只是摩严多年来实在吃够了亏,便再发怒,也下意识的会在澄练面前收敛几分。他将气头压了又压,才道:“我不管你有谁做靠山,可你此刻是在长留,尊卑上下不可不守。你……你到底还当不当自己是长留弟子?”
露月川卷着袖子,露出小半截白生生的手臂,正把一个紧紧密封的瓷罐拔出塞子来,往茶杯大小的紫铜炉内倒入满满一捧细白如雪的藜灰。她闻言抿嘴一笑,放下手里的东西,不疾不徐站起身来,对着摩严施了一礼,朗声道:“方才事急,弟子失礼了,望世尊见谅。姑娘从不曾叫我破门出山,我自然是长留的弟子。”言毕也不待摩严答话,就径自坐下又做自己的事。
竹染在旁听了,忍不住“哈”的一声。这露月川执礼甚恭,话中之意却十分狂妄。她分明是说,澄练没发话,她就留在长留,倘若哪一天澄练令她叛出门派,她便不当自己是长留的人了。她这是丝毫没将长留放在心上,对摩严来说,这应该比被人指着鼻子大骂还要让他难受吧。
摩严正怒火冲天,他又向来不是心思灵敏之人,一时没明白露月川的意思,只是觉得她的话听起来十分别扭。可竹染那一声嘲笑,却让他立时明白露月川定是没说什么好话。

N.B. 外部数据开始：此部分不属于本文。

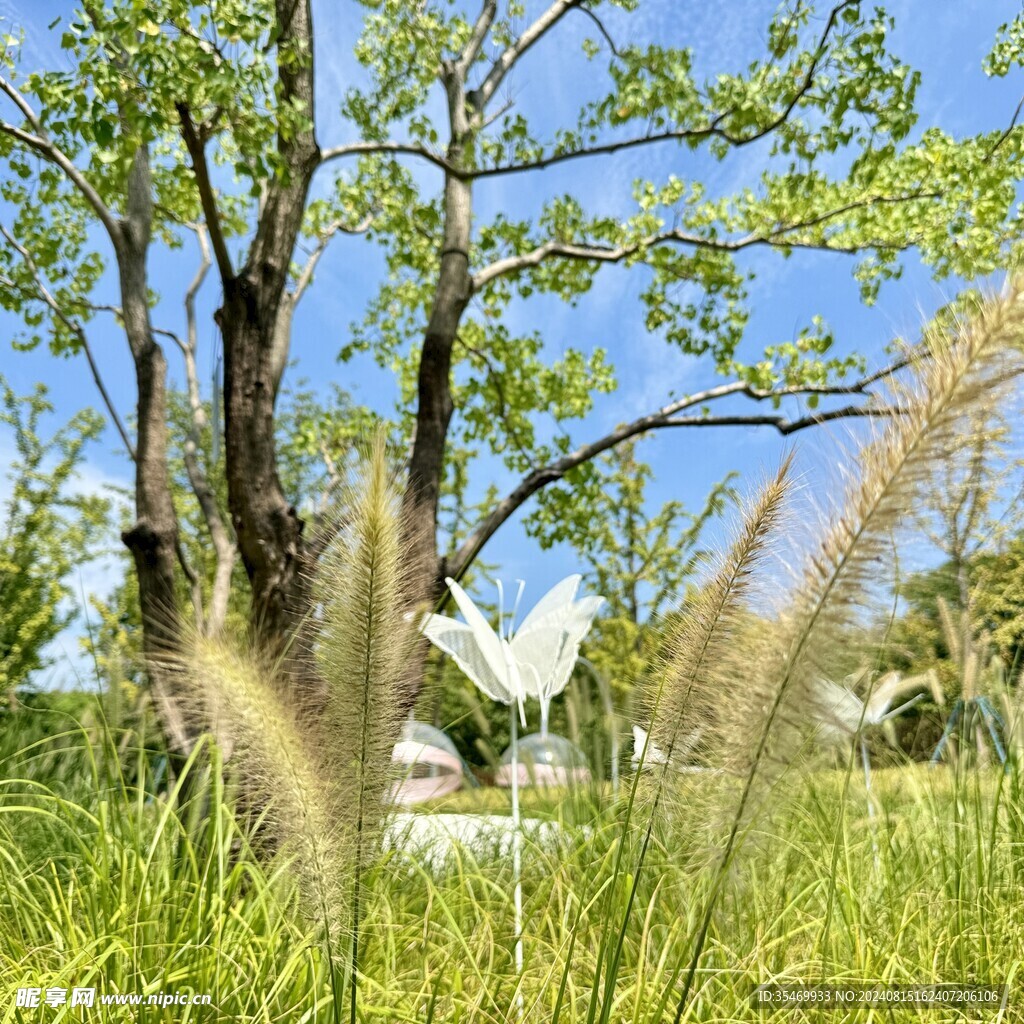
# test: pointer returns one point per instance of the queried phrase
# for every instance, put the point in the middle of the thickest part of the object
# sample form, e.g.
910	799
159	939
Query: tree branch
41	143
338	226
615	254
407	148
668	417
480	29
507	59
713	129
76	329
201	171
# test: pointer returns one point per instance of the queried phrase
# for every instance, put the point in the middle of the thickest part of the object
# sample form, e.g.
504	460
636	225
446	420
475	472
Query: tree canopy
181	123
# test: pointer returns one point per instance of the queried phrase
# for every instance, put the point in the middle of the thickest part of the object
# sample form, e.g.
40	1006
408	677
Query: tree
47	531
641	563
179	119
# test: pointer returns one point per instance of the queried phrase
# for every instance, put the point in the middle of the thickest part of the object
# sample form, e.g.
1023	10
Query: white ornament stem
516	852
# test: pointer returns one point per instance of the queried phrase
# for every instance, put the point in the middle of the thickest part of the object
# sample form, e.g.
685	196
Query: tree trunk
433	414
154	538
267	526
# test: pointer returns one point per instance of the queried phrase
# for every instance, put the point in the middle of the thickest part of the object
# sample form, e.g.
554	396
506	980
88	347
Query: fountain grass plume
950	399
701	655
695	664
962	383
282	775
364	649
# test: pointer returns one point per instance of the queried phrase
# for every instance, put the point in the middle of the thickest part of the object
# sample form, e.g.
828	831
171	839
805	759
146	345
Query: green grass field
101	884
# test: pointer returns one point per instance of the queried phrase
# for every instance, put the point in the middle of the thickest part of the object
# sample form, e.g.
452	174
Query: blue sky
945	39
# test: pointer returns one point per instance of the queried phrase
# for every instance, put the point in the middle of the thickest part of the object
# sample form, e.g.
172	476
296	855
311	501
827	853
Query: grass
102	884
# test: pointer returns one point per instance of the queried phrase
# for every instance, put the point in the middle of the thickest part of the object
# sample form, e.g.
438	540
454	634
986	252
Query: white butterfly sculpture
841	714
534	660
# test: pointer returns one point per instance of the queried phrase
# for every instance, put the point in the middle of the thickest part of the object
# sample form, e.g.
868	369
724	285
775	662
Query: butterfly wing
546	647
554	603
538	654
839	711
460	642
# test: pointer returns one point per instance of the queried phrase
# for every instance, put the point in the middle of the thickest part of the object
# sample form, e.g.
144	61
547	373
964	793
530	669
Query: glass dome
427	764
545	760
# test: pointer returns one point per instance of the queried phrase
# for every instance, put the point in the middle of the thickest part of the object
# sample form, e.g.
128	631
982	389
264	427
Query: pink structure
427	764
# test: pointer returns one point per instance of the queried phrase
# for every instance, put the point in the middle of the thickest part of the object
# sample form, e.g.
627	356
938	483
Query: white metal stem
517	853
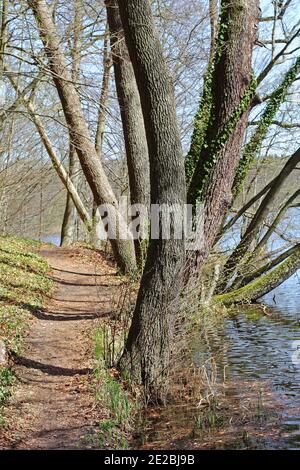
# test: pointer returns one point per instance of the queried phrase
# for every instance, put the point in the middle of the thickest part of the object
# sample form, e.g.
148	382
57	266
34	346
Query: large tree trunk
79	134
58	166
147	352
132	119
241	253
69	218
215	150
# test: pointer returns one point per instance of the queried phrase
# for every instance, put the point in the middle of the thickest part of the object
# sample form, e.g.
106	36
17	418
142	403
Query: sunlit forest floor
61	318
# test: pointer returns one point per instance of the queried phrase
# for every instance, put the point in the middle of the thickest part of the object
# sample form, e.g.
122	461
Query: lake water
262	348
265	348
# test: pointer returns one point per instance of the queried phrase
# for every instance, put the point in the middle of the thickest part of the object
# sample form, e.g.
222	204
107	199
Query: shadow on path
48	368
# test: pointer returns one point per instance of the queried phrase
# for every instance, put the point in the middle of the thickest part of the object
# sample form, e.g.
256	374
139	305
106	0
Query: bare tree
79	134
147	352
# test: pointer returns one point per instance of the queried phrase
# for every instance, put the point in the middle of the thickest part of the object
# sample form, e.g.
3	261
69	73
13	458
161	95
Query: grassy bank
23	286
118	405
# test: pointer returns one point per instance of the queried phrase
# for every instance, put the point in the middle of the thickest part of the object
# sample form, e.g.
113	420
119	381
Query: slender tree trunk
266	283
148	347
69	219
122	245
241	252
104	97
132	119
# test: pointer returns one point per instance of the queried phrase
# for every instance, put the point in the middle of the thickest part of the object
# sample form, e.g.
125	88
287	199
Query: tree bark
132	120
252	147
147	352
69	218
58	166
122	246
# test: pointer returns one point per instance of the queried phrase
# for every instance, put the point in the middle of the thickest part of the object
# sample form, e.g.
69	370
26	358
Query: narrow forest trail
52	406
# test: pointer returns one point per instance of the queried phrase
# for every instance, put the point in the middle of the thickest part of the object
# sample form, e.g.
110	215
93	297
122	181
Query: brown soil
52	406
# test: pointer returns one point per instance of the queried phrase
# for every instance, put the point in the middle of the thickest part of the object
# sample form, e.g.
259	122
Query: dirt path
52	406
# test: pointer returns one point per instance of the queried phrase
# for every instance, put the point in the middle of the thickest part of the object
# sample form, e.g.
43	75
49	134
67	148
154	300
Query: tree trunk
132	120
254	144
58	166
265	283
231	89
241	252
147	352
122	245
69	218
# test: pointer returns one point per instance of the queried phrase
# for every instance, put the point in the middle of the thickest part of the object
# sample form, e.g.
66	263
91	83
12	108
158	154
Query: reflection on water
261	347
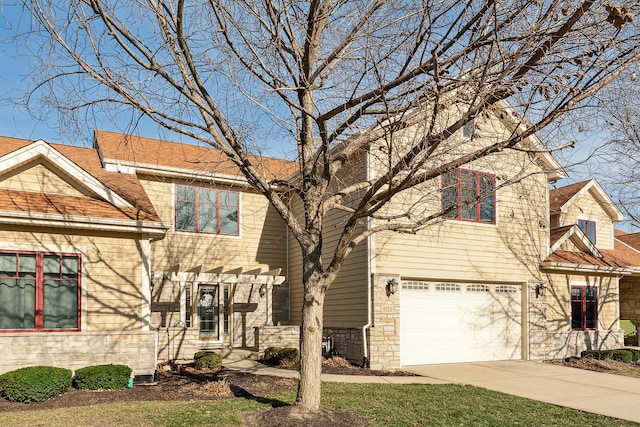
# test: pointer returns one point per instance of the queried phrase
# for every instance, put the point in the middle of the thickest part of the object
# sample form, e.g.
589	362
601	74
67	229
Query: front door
213	312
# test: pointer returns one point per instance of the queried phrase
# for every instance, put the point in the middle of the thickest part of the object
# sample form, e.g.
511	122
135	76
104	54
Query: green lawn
383	405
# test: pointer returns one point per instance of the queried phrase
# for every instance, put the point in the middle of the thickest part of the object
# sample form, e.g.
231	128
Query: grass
382	405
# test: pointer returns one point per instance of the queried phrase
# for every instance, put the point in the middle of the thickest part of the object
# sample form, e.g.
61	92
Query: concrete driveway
606	394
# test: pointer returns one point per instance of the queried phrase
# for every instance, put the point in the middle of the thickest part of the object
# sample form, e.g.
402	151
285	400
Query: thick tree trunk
309	387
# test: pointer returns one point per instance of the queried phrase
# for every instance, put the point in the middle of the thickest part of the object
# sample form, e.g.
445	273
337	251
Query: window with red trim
588	228
469	196
584	308
207	210
39	291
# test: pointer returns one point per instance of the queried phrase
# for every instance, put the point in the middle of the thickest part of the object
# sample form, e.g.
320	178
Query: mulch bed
184	383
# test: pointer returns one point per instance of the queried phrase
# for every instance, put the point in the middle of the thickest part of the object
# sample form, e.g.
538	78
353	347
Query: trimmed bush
271	355
35	383
622	356
102	377
207	360
288	356
635	352
597	354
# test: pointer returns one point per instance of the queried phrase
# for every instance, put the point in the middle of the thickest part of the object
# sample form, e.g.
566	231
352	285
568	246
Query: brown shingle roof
620	257
632	239
157	152
126	185
556	233
559	196
24	201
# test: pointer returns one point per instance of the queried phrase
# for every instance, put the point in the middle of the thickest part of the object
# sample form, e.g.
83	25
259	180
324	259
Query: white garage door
459	322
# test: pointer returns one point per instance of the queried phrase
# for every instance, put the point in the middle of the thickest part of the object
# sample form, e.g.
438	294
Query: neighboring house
139	250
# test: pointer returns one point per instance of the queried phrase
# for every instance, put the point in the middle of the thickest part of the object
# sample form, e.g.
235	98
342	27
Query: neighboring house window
588	228
467	129
39	291
584	308
206	210
469	196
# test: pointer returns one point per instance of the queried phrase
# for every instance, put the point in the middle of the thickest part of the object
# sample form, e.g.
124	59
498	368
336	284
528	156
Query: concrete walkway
599	393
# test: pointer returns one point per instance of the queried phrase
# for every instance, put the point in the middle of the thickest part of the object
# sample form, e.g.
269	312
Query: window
588	228
584	308
469	196
467	129
39	291
206	210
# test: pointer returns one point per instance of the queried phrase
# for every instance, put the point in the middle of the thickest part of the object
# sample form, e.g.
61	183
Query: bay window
39	291
584	308
469	196
207	210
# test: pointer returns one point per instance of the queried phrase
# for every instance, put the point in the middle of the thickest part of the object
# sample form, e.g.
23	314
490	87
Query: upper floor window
467	129
206	210
469	196
588	228
584	308
39	291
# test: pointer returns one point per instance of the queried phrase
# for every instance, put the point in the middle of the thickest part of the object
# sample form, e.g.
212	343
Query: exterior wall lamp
392	286
541	290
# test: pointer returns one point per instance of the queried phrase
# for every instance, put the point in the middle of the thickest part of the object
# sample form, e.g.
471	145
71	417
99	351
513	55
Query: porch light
541	289
392	287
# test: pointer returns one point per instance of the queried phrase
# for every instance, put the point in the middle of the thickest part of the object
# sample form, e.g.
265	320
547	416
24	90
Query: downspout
365	358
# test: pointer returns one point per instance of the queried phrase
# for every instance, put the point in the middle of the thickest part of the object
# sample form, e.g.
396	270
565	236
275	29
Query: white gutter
588	268
84	222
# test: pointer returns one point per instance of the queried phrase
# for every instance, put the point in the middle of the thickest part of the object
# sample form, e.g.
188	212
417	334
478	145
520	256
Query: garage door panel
460	326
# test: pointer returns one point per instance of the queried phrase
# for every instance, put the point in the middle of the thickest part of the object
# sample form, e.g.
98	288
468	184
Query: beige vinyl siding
509	250
112	272
587	207
346	300
261	244
559	300
37	177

他正要发作,竹染忽若有所思道:“你……看你这样子,对尊上这屋内的摆设还真是了然于胸。”他的眼光又忍不住飘向澄练:“她是第一次上绝情殿,这也不是她能打探到的事情,应该是你告诉她的吧。可你也不该这么……这,这毕竟是男子的内室啊……”。他声音越来越低,到最后,只如自言自语。
澄练看着露月川用一双长著夹出一块鸡骨炭,手上捏个引火诀点燃了它,待烧透后就将通体成灰白色的炭墼放入铜炉内,又取了柄小小的木铲,将炉内的藜灰拨了几下,让方才放进去的炭墼露出半块来。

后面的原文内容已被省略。